If you use a generator and wish to EQ with it (which makes very little sense to me) then what I suggest is to use a relay on the generator output that disables or modifies the tristar by acting on the battery-sensing wires. I have sometimes used such a relay to insert diode strings into the sensing leads so as to raise the effective PWM voltage and avoid dumping generator power into diversion loads. Or just run the generator to bring the batteries out of a low state to a state of half charge, and do the EQ charging with renewables when they are abundant. A proper EQ charge takes a long time and not very much power, so a generator is very wasteful doing this.

Finally a note on resistor power rating. A one ohm resistor at 60 volts will draw 60 amps and produce 3600 watts of heat. It will do this even if it is rated for 1000 watts. However it will overheat and be damaged and may also be a hazard. Make sure the resistor is working within its safe power rating as well as choosing a resistor (ohms rating) that can dump all the current you produce and not overload the charge controller.

I hope this helps!

Hugh

91. Pete says:

Hi Hugh,
Thanks for the info, really helpful. You are a legend… 🙂
Best wishes,
Pete

92. Peter Bruyns says:

Hugh, I understand your reply. It possibly also explains why high wattage UPS’s are so expensive. The standard ones, come to think of it, use 3 or 4 twelve volt batteries. However, your point about the forum is taken. In that spirit then, because Willie’s point about power meters not reversing is understandable if the phase correction is not done. If he is out of phase then his side is effectively a load on the mains supply. I can think of only one SIMPLE way to change that and that is via a 1 to 1 transformer. It could also be possible for Willie to change the two wires around , that is, his neutral might be the mains live and the opposite for his live. A simple explanation would be it’s like connecting two batteries reverse polarity. I shall continue my own research but economics could force my return to the 48v system. If life was simple, ect.

93. Peter Bruyns says:

Good day, “ADMIN”, my error, in hindsight was obvious, I used the amp/hour rating as a multiplier, However, your reply that finding reliable switching units is a good one. To Willie, above, let me say that I believe his problem is in phase correction. I have seen power stations with very large correction capacitors, in fact my father nearly died with one faulty cap, it recharged when the bleeder resistor was disconnected. I am moving to the Western Cape and will have tons of wind and sun, I still prefer the higher voltage and will happily install nine giant batteries, so a 115V system. Yankee(or Confederate) equipment and 10 kilowatt transformers are not so difficult to find, I can parallel a few transformers so as to up the voltage to 220 if I must. (I don’t mean adding the outputs of the transformers) I will be installing an assisted solar geyser so the dump will be simple, just a voltage sensor to a solenoid. The heating element does not really care whether it receives AC or DC. Does the Tristar cater for the higher voltage or must I wind a few transformers?

hi Peter,

My name is Hugh, it’s just that I am the administrator of this site. Maybe I need to create a new identity in the system that signs my actual name!
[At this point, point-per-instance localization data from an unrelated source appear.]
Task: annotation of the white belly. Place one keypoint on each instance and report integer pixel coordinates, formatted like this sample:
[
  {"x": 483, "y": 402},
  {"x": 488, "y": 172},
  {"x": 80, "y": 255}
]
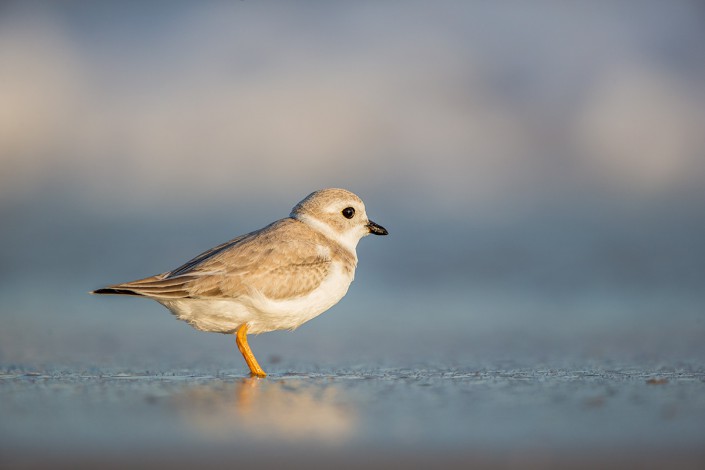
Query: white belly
[{"x": 260, "y": 313}]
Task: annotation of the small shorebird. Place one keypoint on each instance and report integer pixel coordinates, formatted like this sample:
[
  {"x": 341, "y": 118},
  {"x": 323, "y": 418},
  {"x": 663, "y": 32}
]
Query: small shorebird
[{"x": 275, "y": 278}]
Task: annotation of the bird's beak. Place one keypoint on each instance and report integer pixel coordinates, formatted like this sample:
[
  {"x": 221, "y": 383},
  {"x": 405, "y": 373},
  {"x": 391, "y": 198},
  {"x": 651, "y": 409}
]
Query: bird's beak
[{"x": 376, "y": 229}]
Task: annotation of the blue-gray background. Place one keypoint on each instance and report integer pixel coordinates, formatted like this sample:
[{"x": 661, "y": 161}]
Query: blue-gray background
[{"x": 540, "y": 167}]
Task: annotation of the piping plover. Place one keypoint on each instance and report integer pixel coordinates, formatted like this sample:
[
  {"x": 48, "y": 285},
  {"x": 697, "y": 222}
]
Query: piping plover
[{"x": 275, "y": 278}]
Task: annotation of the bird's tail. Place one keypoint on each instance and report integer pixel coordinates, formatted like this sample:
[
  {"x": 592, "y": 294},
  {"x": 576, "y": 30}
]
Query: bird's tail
[{"x": 114, "y": 291}]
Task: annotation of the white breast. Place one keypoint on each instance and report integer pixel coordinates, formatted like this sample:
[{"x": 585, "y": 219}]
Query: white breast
[
  {"x": 292, "y": 313},
  {"x": 259, "y": 312}
]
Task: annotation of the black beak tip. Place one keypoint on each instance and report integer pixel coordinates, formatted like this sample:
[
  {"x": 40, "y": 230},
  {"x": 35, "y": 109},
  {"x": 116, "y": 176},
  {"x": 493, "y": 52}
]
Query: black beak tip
[{"x": 376, "y": 229}]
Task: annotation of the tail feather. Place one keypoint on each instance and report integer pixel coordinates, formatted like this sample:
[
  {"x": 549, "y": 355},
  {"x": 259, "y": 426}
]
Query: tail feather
[
  {"x": 153, "y": 287},
  {"x": 110, "y": 290}
]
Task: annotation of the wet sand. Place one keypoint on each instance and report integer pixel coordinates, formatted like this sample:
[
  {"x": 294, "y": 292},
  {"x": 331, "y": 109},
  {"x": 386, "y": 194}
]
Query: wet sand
[{"x": 416, "y": 417}]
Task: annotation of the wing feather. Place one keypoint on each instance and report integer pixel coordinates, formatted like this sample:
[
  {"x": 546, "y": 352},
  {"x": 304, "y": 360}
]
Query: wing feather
[{"x": 282, "y": 260}]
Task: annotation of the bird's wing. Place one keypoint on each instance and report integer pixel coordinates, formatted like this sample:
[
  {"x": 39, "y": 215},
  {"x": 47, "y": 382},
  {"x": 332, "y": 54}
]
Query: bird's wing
[{"x": 280, "y": 261}]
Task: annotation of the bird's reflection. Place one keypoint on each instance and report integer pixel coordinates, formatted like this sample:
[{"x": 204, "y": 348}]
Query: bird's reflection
[{"x": 290, "y": 410}]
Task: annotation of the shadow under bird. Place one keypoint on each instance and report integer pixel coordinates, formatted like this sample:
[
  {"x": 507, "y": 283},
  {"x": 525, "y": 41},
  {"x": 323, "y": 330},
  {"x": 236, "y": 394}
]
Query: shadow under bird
[{"x": 275, "y": 278}]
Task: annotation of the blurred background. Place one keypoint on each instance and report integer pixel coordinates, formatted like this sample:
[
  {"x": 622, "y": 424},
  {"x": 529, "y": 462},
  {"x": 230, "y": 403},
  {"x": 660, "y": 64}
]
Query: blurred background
[{"x": 540, "y": 167}]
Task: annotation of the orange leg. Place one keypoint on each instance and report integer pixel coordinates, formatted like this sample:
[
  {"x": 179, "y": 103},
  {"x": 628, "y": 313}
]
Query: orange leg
[{"x": 241, "y": 339}]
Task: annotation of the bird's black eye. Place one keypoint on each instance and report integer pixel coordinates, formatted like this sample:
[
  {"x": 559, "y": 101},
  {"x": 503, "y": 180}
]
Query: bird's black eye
[{"x": 348, "y": 212}]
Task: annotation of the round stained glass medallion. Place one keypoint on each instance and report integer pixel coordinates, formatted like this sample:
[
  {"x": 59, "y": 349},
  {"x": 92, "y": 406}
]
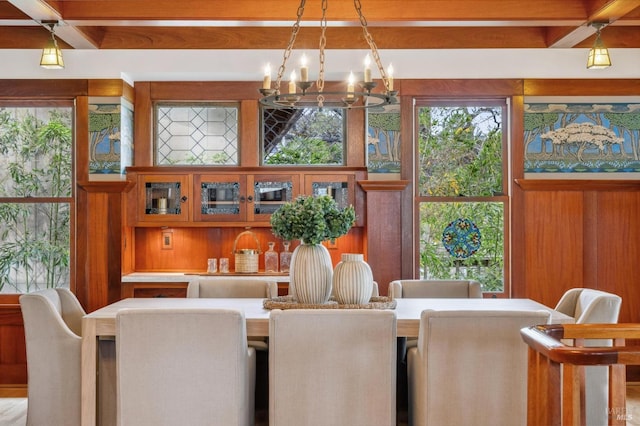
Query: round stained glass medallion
[{"x": 461, "y": 238}]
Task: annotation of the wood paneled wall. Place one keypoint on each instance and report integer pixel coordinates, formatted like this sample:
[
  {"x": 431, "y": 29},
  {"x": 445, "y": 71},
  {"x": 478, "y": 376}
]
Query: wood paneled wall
[{"x": 564, "y": 234}]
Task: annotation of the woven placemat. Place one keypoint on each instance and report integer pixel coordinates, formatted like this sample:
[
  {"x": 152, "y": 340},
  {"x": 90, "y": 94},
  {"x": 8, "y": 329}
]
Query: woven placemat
[{"x": 290, "y": 302}]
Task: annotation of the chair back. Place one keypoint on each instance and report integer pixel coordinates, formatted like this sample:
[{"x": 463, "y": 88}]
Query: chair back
[
  {"x": 589, "y": 306},
  {"x": 184, "y": 366},
  {"x": 52, "y": 325},
  {"x": 470, "y": 368},
  {"x": 232, "y": 288},
  {"x": 332, "y": 367},
  {"x": 435, "y": 289}
]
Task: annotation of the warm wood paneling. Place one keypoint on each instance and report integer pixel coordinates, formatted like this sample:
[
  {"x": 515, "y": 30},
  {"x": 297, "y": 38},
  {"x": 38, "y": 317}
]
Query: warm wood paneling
[
  {"x": 384, "y": 237},
  {"x": 192, "y": 247},
  {"x": 618, "y": 249},
  {"x": 13, "y": 355},
  {"x": 553, "y": 244}
]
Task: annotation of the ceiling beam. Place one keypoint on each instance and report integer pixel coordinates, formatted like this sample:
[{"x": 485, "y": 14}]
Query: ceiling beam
[
  {"x": 40, "y": 10},
  {"x": 607, "y": 13}
]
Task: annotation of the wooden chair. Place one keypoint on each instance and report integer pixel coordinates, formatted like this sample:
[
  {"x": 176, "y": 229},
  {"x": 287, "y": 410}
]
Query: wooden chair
[
  {"x": 184, "y": 367},
  {"x": 589, "y": 306},
  {"x": 332, "y": 367}
]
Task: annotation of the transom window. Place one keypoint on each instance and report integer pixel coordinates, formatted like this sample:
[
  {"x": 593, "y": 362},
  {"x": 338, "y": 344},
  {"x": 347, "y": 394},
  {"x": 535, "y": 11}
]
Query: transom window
[
  {"x": 306, "y": 136},
  {"x": 196, "y": 134}
]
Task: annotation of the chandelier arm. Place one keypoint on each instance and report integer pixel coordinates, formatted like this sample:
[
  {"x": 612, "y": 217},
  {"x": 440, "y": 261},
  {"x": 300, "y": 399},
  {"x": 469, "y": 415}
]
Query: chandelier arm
[
  {"x": 287, "y": 52},
  {"x": 372, "y": 44},
  {"x": 322, "y": 46}
]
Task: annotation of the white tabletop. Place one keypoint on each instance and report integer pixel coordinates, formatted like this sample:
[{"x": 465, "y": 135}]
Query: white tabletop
[{"x": 102, "y": 323}]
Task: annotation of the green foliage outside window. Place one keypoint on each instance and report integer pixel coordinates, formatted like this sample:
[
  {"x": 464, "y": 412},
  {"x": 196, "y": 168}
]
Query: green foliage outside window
[
  {"x": 36, "y": 162},
  {"x": 460, "y": 155},
  {"x": 308, "y": 136}
]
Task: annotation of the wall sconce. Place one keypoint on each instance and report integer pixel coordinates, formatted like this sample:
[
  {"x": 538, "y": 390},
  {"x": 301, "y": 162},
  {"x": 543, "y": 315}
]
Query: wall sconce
[
  {"x": 599, "y": 54},
  {"x": 51, "y": 54}
]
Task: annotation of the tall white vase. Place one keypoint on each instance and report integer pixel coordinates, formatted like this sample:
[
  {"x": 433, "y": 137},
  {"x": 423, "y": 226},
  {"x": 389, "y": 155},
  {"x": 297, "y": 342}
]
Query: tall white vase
[
  {"x": 311, "y": 273},
  {"x": 352, "y": 280}
]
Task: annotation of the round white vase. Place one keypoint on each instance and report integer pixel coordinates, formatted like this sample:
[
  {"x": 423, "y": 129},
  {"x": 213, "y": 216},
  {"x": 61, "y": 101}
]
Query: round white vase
[
  {"x": 352, "y": 280},
  {"x": 311, "y": 273}
]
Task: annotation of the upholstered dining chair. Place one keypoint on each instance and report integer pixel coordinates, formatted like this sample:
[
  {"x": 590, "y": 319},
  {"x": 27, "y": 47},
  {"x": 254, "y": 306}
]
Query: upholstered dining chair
[
  {"x": 232, "y": 288},
  {"x": 435, "y": 288},
  {"x": 251, "y": 288},
  {"x": 589, "y": 306},
  {"x": 332, "y": 367},
  {"x": 470, "y": 368},
  {"x": 184, "y": 367},
  {"x": 53, "y": 333}
]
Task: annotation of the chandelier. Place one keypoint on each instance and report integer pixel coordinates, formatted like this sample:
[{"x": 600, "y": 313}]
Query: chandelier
[{"x": 301, "y": 92}]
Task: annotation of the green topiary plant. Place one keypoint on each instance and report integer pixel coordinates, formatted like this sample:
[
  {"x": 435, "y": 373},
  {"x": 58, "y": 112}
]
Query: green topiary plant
[{"x": 312, "y": 220}]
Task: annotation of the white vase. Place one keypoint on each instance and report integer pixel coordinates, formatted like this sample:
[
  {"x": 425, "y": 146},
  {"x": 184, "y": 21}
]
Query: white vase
[
  {"x": 311, "y": 274},
  {"x": 352, "y": 280}
]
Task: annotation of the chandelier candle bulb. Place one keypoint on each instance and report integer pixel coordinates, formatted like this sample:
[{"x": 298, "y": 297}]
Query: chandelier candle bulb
[
  {"x": 304, "y": 70},
  {"x": 350, "y": 85},
  {"x": 266, "y": 82},
  {"x": 367, "y": 69},
  {"x": 292, "y": 83}
]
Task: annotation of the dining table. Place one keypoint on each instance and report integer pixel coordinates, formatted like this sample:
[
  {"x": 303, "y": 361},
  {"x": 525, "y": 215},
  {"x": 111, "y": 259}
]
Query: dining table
[{"x": 102, "y": 323}]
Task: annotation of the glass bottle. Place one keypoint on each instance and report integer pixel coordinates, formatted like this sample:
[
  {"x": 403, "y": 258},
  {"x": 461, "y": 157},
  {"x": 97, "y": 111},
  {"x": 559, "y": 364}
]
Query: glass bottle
[
  {"x": 271, "y": 258},
  {"x": 285, "y": 257}
]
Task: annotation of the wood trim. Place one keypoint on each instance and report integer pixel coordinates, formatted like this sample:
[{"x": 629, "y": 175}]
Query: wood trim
[
  {"x": 577, "y": 185},
  {"x": 143, "y": 128},
  {"x": 106, "y": 186},
  {"x": 461, "y": 87},
  {"x": 383, "y": 185},
  {"x": 581, "y": 87},
  {"x": 111, "y": 87},
  {"x": 13, "y": 391}
]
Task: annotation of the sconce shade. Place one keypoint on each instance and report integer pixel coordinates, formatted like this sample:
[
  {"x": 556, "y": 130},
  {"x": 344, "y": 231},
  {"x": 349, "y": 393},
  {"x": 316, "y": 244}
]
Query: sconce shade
[
  {"x": 51, "y": 55},
  {"x": 598, "y": 55}
]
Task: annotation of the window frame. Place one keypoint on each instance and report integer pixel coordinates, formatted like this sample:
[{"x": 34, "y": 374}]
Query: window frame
[
  {"x": 504, "y": 197},
  {"x": 70, "y": 200}
]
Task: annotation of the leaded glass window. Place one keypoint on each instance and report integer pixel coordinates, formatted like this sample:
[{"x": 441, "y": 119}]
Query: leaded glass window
[{"x": 196, "y": 134}]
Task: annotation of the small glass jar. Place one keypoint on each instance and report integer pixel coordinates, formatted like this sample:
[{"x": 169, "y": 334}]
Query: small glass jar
[
  {"x": 271, "y": 258},
  {"x": 285, "y": 257}
]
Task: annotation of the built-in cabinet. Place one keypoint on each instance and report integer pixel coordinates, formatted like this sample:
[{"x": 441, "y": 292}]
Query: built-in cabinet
[{"x": 206, "y": 197}]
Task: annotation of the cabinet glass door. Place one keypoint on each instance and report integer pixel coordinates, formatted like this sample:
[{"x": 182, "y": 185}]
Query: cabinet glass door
[
  {"x": 339, "y": 187},
  {"x": 220, "y": 198},
  {"x": 271, "y": 192},
  {"x": 339, "y": 191},
  {"x": 163, "y": 198}
]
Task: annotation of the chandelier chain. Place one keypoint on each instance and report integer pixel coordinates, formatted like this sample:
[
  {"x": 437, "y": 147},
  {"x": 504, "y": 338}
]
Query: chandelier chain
[
  {"x": 323, "y": 44},
  {"x": 372, "y": 44},
  {"x": 292, "y": 40}
]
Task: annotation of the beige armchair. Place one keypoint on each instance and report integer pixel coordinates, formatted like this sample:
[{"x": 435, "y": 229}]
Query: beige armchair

I am sure you will have a lot of fun with the high voltage system but it’s a step further in ‘doing it all’ than most people want to go. The Tristar controllers that are the discussed on this page are designed for battery voltages 12, 24 and 48 volts. You will more likely devise your own charge control system based on your own voltage and your own ideas, but if you wanted to use Tristars to control a higher voltage battery then you would need to connect them to parts of the battery rather than to the whole.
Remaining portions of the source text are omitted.